One important thing – steps can be orthogonal, but it is harder to design. If your steps rely one on another, person configuring workflow and steps order must be fully aware of such dependencies (e.g: user address step will probably depends on user object creation step, and removing user object creation step from a workflow, will result in trying to access nonexistent object).
This is often situation, but here is latest example:
Companies have various contact data (addresses, phone numbers, e-mails...) when they make job ad, they have checkboxes where they choose how they want to be contacted. It is basically descriptive data. User when reading an ad sees something like "You can apply by mail, in person...", except if it's "through web portal" or "by e-mail" because then appropriate buttons should appear. These options are stored in database, and client (owner of the site, not company making an ad) can change them (e.g. they can add "by telepathy" or whatever), yet if they tamper with "e-mail" and "web-portal" options, they screw their web site.

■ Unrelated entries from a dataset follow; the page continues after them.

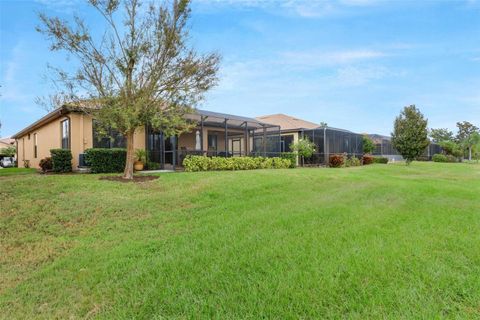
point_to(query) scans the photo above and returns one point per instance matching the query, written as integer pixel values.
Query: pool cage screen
(214, 134)
(386, 149)
(329, 141)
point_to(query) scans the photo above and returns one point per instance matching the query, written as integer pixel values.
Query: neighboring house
(5, 143)
(327, 140)
(384, 148)
(216, 134)
(291, 128)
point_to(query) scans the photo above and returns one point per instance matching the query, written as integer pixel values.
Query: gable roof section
(42, 121)
(287, 122)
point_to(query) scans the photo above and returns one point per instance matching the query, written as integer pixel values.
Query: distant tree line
(411, 136)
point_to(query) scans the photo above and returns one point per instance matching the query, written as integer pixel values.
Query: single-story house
(384, 148)
(327, 140)
(5, 143)
(215, 134)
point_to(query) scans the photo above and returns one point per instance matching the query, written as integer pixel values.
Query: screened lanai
(215, 134)
(329, 141)
(384, 148)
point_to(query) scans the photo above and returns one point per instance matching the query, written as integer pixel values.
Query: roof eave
(44, 120)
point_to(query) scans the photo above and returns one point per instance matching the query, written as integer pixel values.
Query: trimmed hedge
(353, 162)
(292, 156)
(336, 160)
(382, 160)
(439, 157)
(202, 163)
(103, 160)
(366, 160)
(46, 164)
(61, 160)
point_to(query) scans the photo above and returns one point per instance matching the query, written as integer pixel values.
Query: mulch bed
(135, 178)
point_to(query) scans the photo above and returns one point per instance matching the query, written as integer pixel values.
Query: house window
(65, 127)
(212, 142)
(286, 142)
(109, 139)
(35, 145)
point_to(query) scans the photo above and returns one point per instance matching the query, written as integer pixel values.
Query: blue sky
(353, 63)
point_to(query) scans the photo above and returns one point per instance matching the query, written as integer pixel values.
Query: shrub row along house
(384, 148)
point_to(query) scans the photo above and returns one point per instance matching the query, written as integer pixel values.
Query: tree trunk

So how should I handle data where everything behaves same way except "this thing" that behaves this way, and "that thing" that behaves some other way, and data itself is live should be editable by client.

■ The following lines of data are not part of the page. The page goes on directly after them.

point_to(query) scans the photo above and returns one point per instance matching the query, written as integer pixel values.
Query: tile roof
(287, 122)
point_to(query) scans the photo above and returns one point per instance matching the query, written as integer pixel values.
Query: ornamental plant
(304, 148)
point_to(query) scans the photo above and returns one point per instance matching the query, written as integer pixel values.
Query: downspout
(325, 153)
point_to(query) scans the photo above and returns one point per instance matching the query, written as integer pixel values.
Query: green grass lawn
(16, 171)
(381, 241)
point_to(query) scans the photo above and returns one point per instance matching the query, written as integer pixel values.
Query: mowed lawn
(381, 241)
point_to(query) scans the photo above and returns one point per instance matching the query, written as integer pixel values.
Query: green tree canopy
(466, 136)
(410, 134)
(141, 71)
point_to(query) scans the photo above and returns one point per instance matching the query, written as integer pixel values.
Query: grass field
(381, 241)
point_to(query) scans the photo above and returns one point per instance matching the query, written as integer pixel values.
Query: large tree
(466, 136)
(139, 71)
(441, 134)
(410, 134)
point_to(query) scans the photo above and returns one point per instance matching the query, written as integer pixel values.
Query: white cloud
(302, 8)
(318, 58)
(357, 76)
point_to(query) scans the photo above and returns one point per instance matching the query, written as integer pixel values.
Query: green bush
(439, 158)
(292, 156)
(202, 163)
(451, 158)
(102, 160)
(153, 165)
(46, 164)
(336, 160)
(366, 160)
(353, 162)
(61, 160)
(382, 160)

You've tagged your question as "language-agnostic", and not all languages cleanly support polymorphism, but that's the way I would approach this.
Each option has some type, and different types require different properties to be set. However, every type supports some sort of "render" method that can display the contact method as needed. Since the properties (phone number, or web address, etc.) are type-specific, you can validate the administrator's input when creating these "objects", to make sure that the necessary data is provided and valid. Since you implement the render method, rather than spitting out HTML provided by a user, you can ensure that the rendered page is correct. It's less flexible, but safer and more user friendly.
In the database, you can have one sparsely populated table that holds data for all types of contacts, or a "parent" table with common properties and sub-tables with type-specific properties. It depends on how many types you have and how different they are. In either case, you would have some sort of type indicator, so that you know the type of object to which the data should be be bound.
First of all, think twice do you really need it. Reason is simple. You are supposed to serve specific need and input data is a mean to provide that service. If data does not fit with existing service then what is its value and who are consumer of that specific information?
There are two possible answers: You are expanding your client base or you need to change existing service because of change of demand. In both cases you need to star from development of business model. If you describe what service you need and what information it should provide you will avoid much of specific data and come with clear requirements easy to implement in software.
I'd recommend the resolution pattern for this, based on the mention of a database. The link above describes it, but it's actually a lot simpler than it sounds. You write a database query that returns all the possible options (for example, you read the standard options and the customized options together using perhaps a UNION or a JOIN depending on your schema) - the COALESCE SQL keyword is then useful to find the first 'resolution' of the option value that isn't NULL.
Well, if all it is is that you have two options that are special, and then anything else is dealt with in the same way, then store your options as strings, and if either of the two special ones appears in that list, then show the appropriate stuff for that special item.
Just check your list of items for the two special ones. Nothing fancy.
By writing a very simple Rules Engine. You can use an out-of-the box implementation, or you can roll your own. Since your case seems so simple, I tend to roll my own, because it means less dependencies (YMMV).